I got stuck to this problem:

To prove that (x p)^2 is not equal to (x)^2 (p)^2

where x and p are position and mometum operator in QM.

I approached this way:

Two operators A and B are equal iff Af=Bf for all f

So,here {(x p)^2 - (x)^2 (p)^2}f=0

Since this is valid for all f, we must have {(x p)^2 - (x)^2 (p)^2}=0

In other words, [(x p)^2 , (x)^2 (p)^2 ]=0

But I could not disprove this commutator.Calculations are big and after some steps I doubt whether this might at all be the correct way.

Can anyone please give some hint?

Is f an eigenfunction of position, momentum, or both?

Hi Ben,
I do not think that is necessary...it is the definition of equality of two operators...

However, this can be done as follows:
(xp)^2=xpxp
(x^2 p^2)=xxpp

If they are equal then xp=px which is wrong.

It looks like you're trying to prove it by contradiction, but you can do it straightforwardly by using the commutator \[x,p\]=i\hbar

(xp)^2=xpxp=x(xp-i\hbar)p

Use the distributive property to conclude from there.

Nice.

ps: I'm not trying to increase my post count.

Is it called a "non-Abelian transform"? (Just guessing)

OK...the matrices are non-commuting---in that sense you may call it non-Abelian.But I do not know a great deal about this.So,amyone more knowledgeable is welcome.

The only times I ever see the terms "non-Abelian" and "transformation" used in the same breath are when "non-Abelian gauge transformations" are mentioned, and this isn't one of those.

Is it called a "non-Abelian transform"? (Just guessing)I don't think it really has a name. x and p are conjugate operators and so their commutation relations is non-trivial.
OK...the matrices are non-commuting---in that sense you may call it non-Abelian.You can't even really consider them matrices because they don't obey standard identities for matrices

xp-px = [x,p] = ih'

Take the trace of both sides

LHS : Tr(xp-px) = Tr(xp)-Tr(px) = Tr(xp)-Tr(xp) = 0 (Using the identity Tr(AB...CD) = Tr(DAB...C), it's cyclic)

RHS : Tr(ih') = nih' where n is the dimension of the matrix. For finite dimensional systems this is trivially false. For infinite dimensional systems it's a little more up in the air but even so...

Things like a and a^{\dag} can be thought of as matrices, as can stuff like J_{\pm}. You can explicitly construct their matric expresentation via A_{ab} = \langle a|\hat{A}|b\rangle but that doesn't work when you've got quantised conjugate variables.

The only times I ever see the terms "non-Abelian" and "transformation" used in the same breath are when "non-Abelian gauge transformations" are mentioned, and this isn't one of those.OK, but a transform is just an operation.
Turning a cube over is a transform, and turning it back is the inverse transform.
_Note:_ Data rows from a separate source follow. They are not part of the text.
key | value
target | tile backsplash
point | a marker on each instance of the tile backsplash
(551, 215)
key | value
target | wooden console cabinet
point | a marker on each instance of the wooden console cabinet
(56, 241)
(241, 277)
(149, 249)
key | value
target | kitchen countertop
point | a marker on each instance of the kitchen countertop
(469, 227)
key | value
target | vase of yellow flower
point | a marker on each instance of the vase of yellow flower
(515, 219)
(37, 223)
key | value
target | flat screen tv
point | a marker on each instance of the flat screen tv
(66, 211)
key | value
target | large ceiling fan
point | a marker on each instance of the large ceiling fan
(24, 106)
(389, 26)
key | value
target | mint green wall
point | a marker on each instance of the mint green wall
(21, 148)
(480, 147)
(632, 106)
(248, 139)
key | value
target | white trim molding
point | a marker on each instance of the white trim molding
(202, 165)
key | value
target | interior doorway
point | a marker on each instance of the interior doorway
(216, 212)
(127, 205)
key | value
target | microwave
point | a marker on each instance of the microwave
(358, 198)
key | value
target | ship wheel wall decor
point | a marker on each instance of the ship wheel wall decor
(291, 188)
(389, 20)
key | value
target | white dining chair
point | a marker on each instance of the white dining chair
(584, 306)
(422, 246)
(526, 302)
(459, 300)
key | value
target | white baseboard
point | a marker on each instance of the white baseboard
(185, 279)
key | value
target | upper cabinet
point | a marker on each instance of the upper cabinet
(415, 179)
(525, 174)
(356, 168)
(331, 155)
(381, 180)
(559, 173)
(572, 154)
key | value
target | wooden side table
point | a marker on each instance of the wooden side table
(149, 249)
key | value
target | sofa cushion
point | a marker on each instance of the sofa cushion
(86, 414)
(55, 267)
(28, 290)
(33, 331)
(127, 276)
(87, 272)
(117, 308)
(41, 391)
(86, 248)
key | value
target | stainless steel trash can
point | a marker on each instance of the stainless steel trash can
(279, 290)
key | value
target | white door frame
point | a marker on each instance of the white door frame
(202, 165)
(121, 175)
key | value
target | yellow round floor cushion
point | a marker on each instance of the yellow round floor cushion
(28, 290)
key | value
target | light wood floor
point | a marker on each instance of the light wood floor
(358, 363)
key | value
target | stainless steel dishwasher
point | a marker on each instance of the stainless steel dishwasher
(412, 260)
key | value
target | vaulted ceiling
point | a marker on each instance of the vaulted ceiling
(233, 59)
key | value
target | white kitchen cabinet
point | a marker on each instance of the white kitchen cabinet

It's to do with commutativity. Also automorphisms, or morphisms (iso- hetero- homo-, etc). These are just sets of transforms (operations), or permutations of them, that give a different state, or a rotation, say.
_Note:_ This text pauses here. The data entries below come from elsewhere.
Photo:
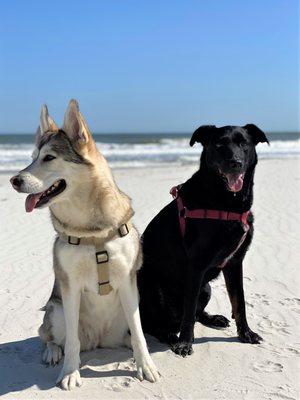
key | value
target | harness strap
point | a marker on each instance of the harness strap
(101, 255)
(184, 213)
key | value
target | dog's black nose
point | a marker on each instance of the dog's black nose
(16, 182)
(236, 163)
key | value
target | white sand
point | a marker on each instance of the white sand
(221, 367)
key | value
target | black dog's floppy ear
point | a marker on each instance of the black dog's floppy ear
(202, 134)
(257, 134)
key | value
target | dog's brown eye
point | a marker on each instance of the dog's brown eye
(48, 157)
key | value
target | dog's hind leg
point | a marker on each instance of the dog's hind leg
(52, 332)
(213, 321)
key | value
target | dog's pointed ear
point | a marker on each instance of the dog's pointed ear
(47, 124)
(258, 136)
(74, 125)
(202, 134)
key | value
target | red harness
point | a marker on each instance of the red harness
(184, 213)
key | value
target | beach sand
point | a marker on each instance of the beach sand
(221, 367)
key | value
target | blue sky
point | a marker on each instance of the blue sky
(150, 66)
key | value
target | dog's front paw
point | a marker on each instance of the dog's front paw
(52, 354)
(248, 336)
(69, 381)
(147, 370)
(182, 348)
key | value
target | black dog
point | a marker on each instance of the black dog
(179, 261)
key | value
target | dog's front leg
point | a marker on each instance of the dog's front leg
(129, 299)
(70, 376)
(191, 293)
(233, 274)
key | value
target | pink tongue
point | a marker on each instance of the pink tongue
(31, 201)
(235, 182)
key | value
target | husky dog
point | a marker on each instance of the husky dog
(92, 219)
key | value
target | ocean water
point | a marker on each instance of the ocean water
(133, 150)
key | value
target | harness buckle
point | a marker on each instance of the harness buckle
(73, 240)
(182, 213)
(101, 257)
(123, 230)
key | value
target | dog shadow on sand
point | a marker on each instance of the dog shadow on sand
(21, 366)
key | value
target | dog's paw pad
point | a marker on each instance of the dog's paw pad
(52, 354)
(183, 349)
(148, 371)
(69, 381)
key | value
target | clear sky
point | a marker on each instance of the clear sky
(150, 66)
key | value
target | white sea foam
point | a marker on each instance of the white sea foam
(164, 151)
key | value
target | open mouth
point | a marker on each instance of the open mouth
(234, 181)
(37, 200)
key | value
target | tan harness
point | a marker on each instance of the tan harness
(101, 255)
Vector algebra is non-Abelian.

Vector algebra is non-Abelian.you mean non-commutative right? The term abelian (note the lower case "a") refers to algebraic sets, not operations upon them; operations are either commutative or not.
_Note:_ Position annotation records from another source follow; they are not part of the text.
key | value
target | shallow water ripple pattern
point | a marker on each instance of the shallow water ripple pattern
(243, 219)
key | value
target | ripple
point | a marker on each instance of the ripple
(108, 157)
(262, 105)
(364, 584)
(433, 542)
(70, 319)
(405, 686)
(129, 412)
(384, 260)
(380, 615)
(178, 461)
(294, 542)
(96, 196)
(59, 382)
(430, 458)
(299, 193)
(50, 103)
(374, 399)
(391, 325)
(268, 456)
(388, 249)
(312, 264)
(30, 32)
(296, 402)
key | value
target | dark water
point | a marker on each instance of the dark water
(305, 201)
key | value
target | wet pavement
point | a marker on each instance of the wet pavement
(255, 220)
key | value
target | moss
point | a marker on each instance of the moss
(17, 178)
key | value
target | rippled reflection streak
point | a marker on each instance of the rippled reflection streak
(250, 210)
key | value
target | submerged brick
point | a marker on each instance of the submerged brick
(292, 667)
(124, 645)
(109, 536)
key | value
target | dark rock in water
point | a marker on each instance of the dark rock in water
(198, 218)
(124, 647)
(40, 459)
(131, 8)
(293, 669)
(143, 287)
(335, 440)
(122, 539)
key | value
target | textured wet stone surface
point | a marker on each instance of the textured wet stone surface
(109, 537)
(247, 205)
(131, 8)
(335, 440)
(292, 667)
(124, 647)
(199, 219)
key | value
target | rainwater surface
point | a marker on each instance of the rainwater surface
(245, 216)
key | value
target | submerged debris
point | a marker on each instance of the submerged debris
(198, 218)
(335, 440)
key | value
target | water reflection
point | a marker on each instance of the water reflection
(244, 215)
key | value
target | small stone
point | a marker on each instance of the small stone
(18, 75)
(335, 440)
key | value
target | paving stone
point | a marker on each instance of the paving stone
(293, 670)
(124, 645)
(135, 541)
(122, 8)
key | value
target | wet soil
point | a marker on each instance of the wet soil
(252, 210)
But in fact, in general, vector algebra is most definitely a commutative algebra (there are some wacky exceptions, I believe) - it is part of the definition of a vector space.

For finite dimensional systems this is trivially false.
I don't think \hat{x} and \hat{p} can have any common (non-trivial) finite-dimensional invariant subspaces.

Anyway in a finite-dimensional space you've got a serious problem if you calculate:
\tr \left[ \hat{A}, \, \hat{B} \right] \equiv \sum_{n} \left\langle \varphi_{n} \middle| \left[ \hat{A}, \, \hat{B} \right] \middle| \varphi_{n} \right\rangle

in two different ways and get two different answers. As you just demonstrated, the trace of the commutator of two self-adjoint operators is zero (if it's finite, otherwise it's undefined).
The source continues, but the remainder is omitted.